Olivier Barbin, 42 ans, une fille de 7 ans, Poitiers: «Les pères ne sont pas assez accompagnés»
«Dès la première fois que j’ai pris ma fille dans mes bras, j’ai été submergé par le poids des responsabilités. Jusqu’à ses 2 ou 3 ans, je n’étais vraiment pas bien. Elle avait des coliques, que l’on n’arrivait pas à soulager. Du coup, je culpabilisais. Je crois que j’idéalisais la parentalité : je pensais savoir soulager ses pleurs. J’aurais voulu pouvoir tout gérer haut la main, sans stresser. Au lieu de cela, j’étais dans la crainte permanente qu’il lui arrive quelque chose, et cela prenait de telles proportions que j’ai fini par somatiser : j’ai eu des reflux gastriques, la scarlatine et une seconde varicelle. J’étais tiraillé entre le besoin de prendre du recul et la culpabilité. Je perdais confiance en moi, j’étais à fleur de peau, ratatiné. J’ai fini par consulter. Etant un enfant adopté, mon vécu a sans doute joué un rôle. Mais je pense aussi que les parents sont trop soumis à des injonctions contradictoires et que les pères ne sont pas assez accompagnés pour prendre leur rôle à bras-le-corps. Augmenter la durée du congé paternité, améliorer l’égalité hommes-femmes, ce serait de véritables leviers. Ce sont des enjeux de société qui nous concernent tous.»

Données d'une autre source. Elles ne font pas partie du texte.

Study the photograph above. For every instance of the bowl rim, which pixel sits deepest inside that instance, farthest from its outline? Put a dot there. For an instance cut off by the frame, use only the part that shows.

Auteur notamment du Guide des parents imparfaits : jeune papa, Marabout, 2016.
Lucie, 36 ans, deux enfants de 6 et 8 ans, Bretagne: «Un jour, j’ai fait un malaise en pleine rue»
«Mon second, Antoine, était un bébé qui ne dormait pas et pouvait se réveiller jusqu'à quinze fois par nuit. Il pleurait sans cesse et ne s'apaisait que quand il était dans son écharpe de portage. En congé parental, je le portais donc contre moi toute la journée. En plein été, par 40°C, jusqu'à ce qu'il devienne une sorte de cinquième membre et moi une maman pieuvre qui gérait la maison et notre second enfant. On a alerté les médecins sur ses hurlements. On nous a répondu que c'était des caprices, qu'il voulait sa maman. Il a fallu des mois pour qu'on diagnostique chez lui une œsophagite aiguë. Petit à petit, mon moral s'est dégradé : je ne dormais pas, j'avais l'impression de devenir cinglée. Et même quand Antoine dormait, je croyais entendre ses cris. Je n'existais plus pour moi. Mes enfants étaient en quelque sorte mes bourreaux. J'ai fini par développer de la colère : contre mon fils, que je ne comprenais pas, mon mari, qui pouvait s'échapper en allant travailler. Avec le recul, je crois que je nourrissais une certaine idée de la perfection : avoir une maison impeccable, tout en gérant les gamins… Je souffrais, j'étais profondément épuisée. Pourtant, pour certains de mes proches, c'était juste un coup de mou. Un jour, j'ai fait un malaise en pleine rue. J'ai pris rendez-vous chez mon médecin qui m'a dit que j'étais en plein épuisement maternel. Je n'étais donc pas folle. Il m'a fallu un an, un suivi psychologique, beaucoup de sommeil et des antidépresseurs pour reprendre des forces. J'ai créé un blog pour que les langues se délient : c'est un phénomène hyper courant, mais il reste une part de tabou.»